Three Wildly-Successful Music Managers Discuss the Best Place to Scout Talent

By | Posted December 6, 2017
Hint: it’s not SoundCloud…
2017-12-06-music-managers-discuss-talent-scouting

In a recent interview with Billboard, the creators of indie management label Electric Feel spoke with Ashley Lyle about their strategy for uncovering fresh talent. As it turns out, in-person connections still reign supreme.

Those unfamiliar with Electric Feel's name are almost certainly familiar with their roster of talent, which has collectively produced over 10 billion streams and 20 GRAMMY nominations in 2017, and includes the producers behind the No. 1 and 2 songs in the country right now: Post Malone and 21 Savage's "rockstar" and Camila Cabello and Young Thug's "Havana."

The trio, made up of Austin Rosen, James Canton and Justin Stirling, attest that they’re more likely to sign an artist that pops up at their studio than they are an artist racking up plays on SoundCloud.

“The studio was just to find talent and put [the artists] together,” he noted. “It was to connect people and give them a place to work.
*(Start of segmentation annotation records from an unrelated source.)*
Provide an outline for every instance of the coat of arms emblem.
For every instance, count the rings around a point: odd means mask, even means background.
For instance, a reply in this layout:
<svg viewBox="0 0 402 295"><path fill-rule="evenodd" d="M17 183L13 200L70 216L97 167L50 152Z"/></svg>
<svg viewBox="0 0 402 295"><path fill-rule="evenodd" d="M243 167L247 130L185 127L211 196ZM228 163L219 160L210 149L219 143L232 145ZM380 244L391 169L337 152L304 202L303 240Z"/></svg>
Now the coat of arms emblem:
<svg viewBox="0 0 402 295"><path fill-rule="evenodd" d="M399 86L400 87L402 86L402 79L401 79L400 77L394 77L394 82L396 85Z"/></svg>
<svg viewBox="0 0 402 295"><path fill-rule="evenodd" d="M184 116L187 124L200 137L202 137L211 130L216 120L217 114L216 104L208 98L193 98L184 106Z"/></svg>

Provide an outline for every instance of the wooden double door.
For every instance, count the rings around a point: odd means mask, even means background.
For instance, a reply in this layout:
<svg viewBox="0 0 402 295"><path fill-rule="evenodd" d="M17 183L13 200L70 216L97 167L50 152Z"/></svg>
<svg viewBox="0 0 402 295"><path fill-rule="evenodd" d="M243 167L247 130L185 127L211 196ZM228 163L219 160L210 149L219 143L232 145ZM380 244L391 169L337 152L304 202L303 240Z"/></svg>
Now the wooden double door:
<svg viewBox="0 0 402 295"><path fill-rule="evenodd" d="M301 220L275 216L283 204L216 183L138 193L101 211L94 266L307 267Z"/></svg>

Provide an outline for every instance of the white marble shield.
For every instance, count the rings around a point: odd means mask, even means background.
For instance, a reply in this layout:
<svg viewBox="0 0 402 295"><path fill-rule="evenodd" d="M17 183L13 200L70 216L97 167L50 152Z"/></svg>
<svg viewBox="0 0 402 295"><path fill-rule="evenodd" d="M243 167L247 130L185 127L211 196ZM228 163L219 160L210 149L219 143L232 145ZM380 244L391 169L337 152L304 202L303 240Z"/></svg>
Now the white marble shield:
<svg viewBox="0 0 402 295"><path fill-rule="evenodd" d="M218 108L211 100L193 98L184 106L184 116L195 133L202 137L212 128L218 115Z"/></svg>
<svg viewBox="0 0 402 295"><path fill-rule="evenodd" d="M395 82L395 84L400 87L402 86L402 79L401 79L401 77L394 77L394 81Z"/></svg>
I didn't have to have someone else picking people. We had a chance to pick people and find out about them. We got to do it on our own terms, so that we were able to develop talent and work together.”

Rosen, the company's founder and CEO, opened the studio before formally starting the management label, with the goal of attracting and bringing together new talent. As for scouting talent in the studio, Canton believes there is no better place. “[The studio is] the best location… A random kid might come in here one night and we might be able to do great things together.”

While the trio admits that SoundCloud is a good place to stumble upon someone new and to gauge an artist’s reach, Canton stressed that “first and foremost,” the studio is a sacred place and will remain the true stomping grounds for artists with star potential.

Of course, you don't have to be a music manager to tell the difference between material that is manufactured in a bedroom and uploaded directly to an on-demand streaming service, and the end result of two artists converging in a formal studio setting; you just need to know the difference between a "moment" artist and a "career" artist.

So rappers, go ahead, get your SoundCloud clout up, but it might also be a good idea to get outside of your comfort zone, literally, and shake some hands in order to build some lasting relationships.